Buried in a New York Times article Monday is news that Defense Secretary Robert Gates is expected to announce he will suspend the discharges of gay servicemembers whose sexual orientation is revealed by third parties.

While the law’s repeal is being debated, “Gay rights leaders say they expect Mr. Gates to announce in the interim that the Defense Department will not take action to discharge service members whose sexual orientation is revealed by third parties or jilted partners, one of the most onerous aspects of the law,” the paper’s Elisabeth Bumiller wrote. “Pentagon officials had no comment.”

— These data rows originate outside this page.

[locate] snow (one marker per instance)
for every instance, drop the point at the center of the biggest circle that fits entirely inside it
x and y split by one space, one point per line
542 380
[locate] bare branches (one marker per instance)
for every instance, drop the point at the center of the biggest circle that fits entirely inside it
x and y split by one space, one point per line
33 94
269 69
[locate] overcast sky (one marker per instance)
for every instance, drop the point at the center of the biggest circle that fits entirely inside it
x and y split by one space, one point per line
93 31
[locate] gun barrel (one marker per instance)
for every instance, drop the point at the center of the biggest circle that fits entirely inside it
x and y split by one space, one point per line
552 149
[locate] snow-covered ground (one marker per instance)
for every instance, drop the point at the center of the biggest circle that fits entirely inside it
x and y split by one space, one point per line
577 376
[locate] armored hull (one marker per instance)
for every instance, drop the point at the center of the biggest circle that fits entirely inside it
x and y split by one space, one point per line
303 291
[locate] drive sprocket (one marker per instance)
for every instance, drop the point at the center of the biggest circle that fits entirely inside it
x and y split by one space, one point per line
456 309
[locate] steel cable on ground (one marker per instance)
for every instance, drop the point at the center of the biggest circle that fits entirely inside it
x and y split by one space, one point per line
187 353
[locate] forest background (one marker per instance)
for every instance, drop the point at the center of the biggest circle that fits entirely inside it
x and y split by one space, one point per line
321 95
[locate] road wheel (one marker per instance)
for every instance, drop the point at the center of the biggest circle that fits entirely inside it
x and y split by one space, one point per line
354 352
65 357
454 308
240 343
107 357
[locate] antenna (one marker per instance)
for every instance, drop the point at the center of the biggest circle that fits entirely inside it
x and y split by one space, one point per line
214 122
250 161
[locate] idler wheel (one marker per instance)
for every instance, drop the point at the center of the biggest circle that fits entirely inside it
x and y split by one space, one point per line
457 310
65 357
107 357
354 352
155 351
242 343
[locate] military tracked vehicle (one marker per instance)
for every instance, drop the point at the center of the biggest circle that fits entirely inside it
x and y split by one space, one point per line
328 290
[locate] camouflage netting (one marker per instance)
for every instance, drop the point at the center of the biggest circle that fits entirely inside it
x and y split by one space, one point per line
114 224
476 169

“This year, I will work with Congress and our military to finally repeal the law that denies gay Americans the right to serve the country they love because of who they are,” the president said in his State of the Union address last Wednesday night.

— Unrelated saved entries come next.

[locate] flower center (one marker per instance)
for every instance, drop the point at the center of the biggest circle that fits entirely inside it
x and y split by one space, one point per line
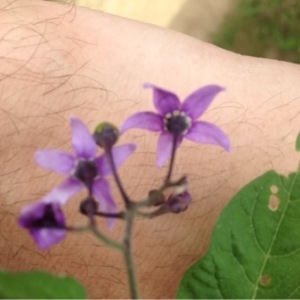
86 171
48 219
177 122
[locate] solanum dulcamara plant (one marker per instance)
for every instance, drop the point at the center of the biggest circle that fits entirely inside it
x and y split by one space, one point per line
88 170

That one sentence was the sum total of Obama’s declarations on the issue, but “you only need one sentence for the military leaders in this country to hear their commander-in-chief,” House Rep. Anthony Weiner (D-NY) said after the speech.

Obama finally decided he had to move on the issue because he was concerned that if not, he’d be forced to defend the gay ban in court, Bumiller writes.

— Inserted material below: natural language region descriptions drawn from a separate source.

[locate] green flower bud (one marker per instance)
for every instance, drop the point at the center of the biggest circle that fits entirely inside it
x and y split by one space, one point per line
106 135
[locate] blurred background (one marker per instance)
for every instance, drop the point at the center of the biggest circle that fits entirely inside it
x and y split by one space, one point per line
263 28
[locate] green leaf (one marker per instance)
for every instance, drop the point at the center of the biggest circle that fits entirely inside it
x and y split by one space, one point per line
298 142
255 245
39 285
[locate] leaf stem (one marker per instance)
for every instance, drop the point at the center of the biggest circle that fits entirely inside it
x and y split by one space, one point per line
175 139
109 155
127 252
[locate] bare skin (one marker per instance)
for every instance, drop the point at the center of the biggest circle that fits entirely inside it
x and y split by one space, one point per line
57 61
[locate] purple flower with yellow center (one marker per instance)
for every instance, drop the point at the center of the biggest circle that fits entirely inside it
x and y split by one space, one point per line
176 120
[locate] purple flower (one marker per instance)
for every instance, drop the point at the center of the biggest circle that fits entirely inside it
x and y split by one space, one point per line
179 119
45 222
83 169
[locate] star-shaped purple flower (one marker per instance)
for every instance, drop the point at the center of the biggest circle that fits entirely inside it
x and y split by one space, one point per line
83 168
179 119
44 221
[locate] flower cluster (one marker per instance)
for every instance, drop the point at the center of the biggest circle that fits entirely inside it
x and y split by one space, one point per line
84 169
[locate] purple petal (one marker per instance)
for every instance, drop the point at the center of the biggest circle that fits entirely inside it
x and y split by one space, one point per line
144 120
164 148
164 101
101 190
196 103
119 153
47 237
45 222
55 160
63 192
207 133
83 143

“But it was in Oval Office strategy sessions to review court cases challenging the ban — ones that could reach the Supreme Court — that Mr. Obama faced the fact that if he did not change the policy, his administration would be forced to defend publicly the constitutionality of a law he had long opposed,” she writes.

“As a participant recounted one of the sessions, Mr. Obama told Defense Secretary Robert M. Gates and Adm. Mike Mullen, the chairman of the joint chiefs of staff, that the law was ‘just wrong,’” she added. “Mr. Obama told them, the participant said, that he had delayed acting on repeal because the military was stretched in two wars and he did not want another polarizing debate in 2009 to distract from his health care fight.”

Nevertheless, he indicated that he intended to work to repeal the ban in 2010.

But the policy’s repeal — which requires an act of Congress because it is part of the military’s Uniform Code of Military Justice — may be years away. The Pentagon says that they must undertake a study to investigate the consequences of a repeal, which could take years to complete.

“The delay seems to be the result of general reluctance among military leaders to end the policy, and trepidation on the part of lawmakers to broach the issue ahead of what is sure to be a tough midterm election year,” The Hill’s Tony Romm wrote Saturday.

Critics argue that allowing gays to serve openly in the military would undermine unit cohesion, a claim that was itself undermined by a 1993 study.